What emerges from the torrents of blood, bile, and bizarreness (witness a naked Skarsgard on a dog leash, doing savage battle against himself) is a pretty chilling and clearcut condemnation of not just the super-rich (and the relatively poor countries they routinely exploit for their amusement), but also the human condition at large.
"Infinity Pool" is opening in theaters today.
"Magazine Dreams": Travis Bickle, the fictional protagonist of Martin Scorsese's "Taxi Driver," has become the go-to iconic figure for a certain type of toxic, isolated male rage, but to that dubious roll call, we can now add Killian Maddox (Jonathan Majors), the focus of Elijah Bynum's disturbingly absorbing downer of a drama.
Maddox, a deeply troubled orphan, who lives with his Pawpaw (Harrison Page), spends the vast majority of his days eating and working out feverishly, in hopes of becoming a champion body-builder, like the many idols with which he has adorned his bedroom walls like a teenager.
Killian's life to this point has been a tragedy -- his father murdered his mother before taking his own life -- so it's easy to see how his singular focus on success has quite possibly kept him alive, but his pain and turmoil have become buried so deep within his tortured psyche, he can't actually relate to anybody else (when he posts an awkward video of himself working out on YouTube, the comments skew predictably mincing, with one viewer questioning why he hasn't killed himself already).
Unfortunately, this includes Jessie (Haley Bennett), the sweet-faced cashier at the grocery where he works, who agrees to go out with him, but gets completely freaked out when Killian goes on a dark rant about his career ambitions shortly after matter-of-factly mentioning the death of his parents.
This scene, like so many others in Bynum's convincing film, becomes almost unbearable to watch.

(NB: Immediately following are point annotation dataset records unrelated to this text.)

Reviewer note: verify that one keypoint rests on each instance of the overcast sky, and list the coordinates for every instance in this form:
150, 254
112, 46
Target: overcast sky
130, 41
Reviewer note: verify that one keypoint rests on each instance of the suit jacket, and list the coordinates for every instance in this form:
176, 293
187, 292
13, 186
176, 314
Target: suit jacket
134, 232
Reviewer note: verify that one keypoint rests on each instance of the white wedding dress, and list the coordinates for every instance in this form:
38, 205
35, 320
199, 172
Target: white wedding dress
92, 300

Killian doesn't seem like a bad person, exactly, but it's as if he's always behind dark-filtered glass, unable to read anyone's body language, short of the flex-posing he and other contestants perform on the stages of body-sculpting competitions.

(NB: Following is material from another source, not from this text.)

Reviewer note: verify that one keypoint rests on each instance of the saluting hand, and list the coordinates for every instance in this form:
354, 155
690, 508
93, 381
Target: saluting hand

His emotions are wildly misplaced -- heartbreakingly, when he begins to get upset, he attempts to calm himself down with a mantra he obviously picked up via his caseworker (Harriet Sansom Harris), but it does little to quell his burning fury -- but at least vaguely understandable.

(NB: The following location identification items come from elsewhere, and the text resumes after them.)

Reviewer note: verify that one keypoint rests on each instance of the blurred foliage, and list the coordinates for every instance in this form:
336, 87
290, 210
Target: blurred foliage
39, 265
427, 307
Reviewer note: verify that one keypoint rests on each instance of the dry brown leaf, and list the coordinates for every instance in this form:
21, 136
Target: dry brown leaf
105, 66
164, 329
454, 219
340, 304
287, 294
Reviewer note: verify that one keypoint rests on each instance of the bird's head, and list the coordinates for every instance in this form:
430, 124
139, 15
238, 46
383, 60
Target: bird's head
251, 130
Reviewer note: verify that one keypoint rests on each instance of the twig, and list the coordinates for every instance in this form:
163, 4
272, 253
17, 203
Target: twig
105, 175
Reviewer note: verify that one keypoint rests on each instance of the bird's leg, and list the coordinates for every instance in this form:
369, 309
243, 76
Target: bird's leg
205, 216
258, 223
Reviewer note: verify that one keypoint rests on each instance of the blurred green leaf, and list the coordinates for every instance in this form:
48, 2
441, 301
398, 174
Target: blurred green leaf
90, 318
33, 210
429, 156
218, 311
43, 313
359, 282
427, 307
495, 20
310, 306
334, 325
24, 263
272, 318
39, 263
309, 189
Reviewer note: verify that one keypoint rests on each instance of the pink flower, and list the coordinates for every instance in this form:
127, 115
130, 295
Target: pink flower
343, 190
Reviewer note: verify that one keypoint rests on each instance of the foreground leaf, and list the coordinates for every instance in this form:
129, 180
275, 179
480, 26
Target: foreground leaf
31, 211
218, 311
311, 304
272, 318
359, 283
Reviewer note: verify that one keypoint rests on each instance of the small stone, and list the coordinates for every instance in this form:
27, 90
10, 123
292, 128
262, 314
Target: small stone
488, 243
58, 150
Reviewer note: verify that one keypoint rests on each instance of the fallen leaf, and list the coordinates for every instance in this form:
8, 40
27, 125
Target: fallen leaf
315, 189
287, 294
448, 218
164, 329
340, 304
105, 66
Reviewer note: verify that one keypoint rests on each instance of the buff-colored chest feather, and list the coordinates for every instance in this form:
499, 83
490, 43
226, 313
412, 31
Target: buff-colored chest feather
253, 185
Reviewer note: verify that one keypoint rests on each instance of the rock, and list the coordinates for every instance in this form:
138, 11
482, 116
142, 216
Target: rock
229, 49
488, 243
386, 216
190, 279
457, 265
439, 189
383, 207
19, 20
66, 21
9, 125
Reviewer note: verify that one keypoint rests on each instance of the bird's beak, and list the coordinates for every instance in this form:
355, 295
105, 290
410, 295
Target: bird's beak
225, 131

Watching the film is a bit like viewing a man barely holding onto a steel girder high off the ground, losing his grip finger by agonizing finger. By the time his encounter with his body-building hero (Michael O'Hearn) goes seriously dark, it's as if Bynum has chopped every possible support system out from under his protagonist.
In this way, the film does feel long. You can almost sense Bynum's own hesitation as to what to do with his creation next, as the film hems and haws its way to a conclusion, but nothing takes away from Major's performance, which is startling, even for an actor already as accomplished as he is, and the doomed conviction of his character.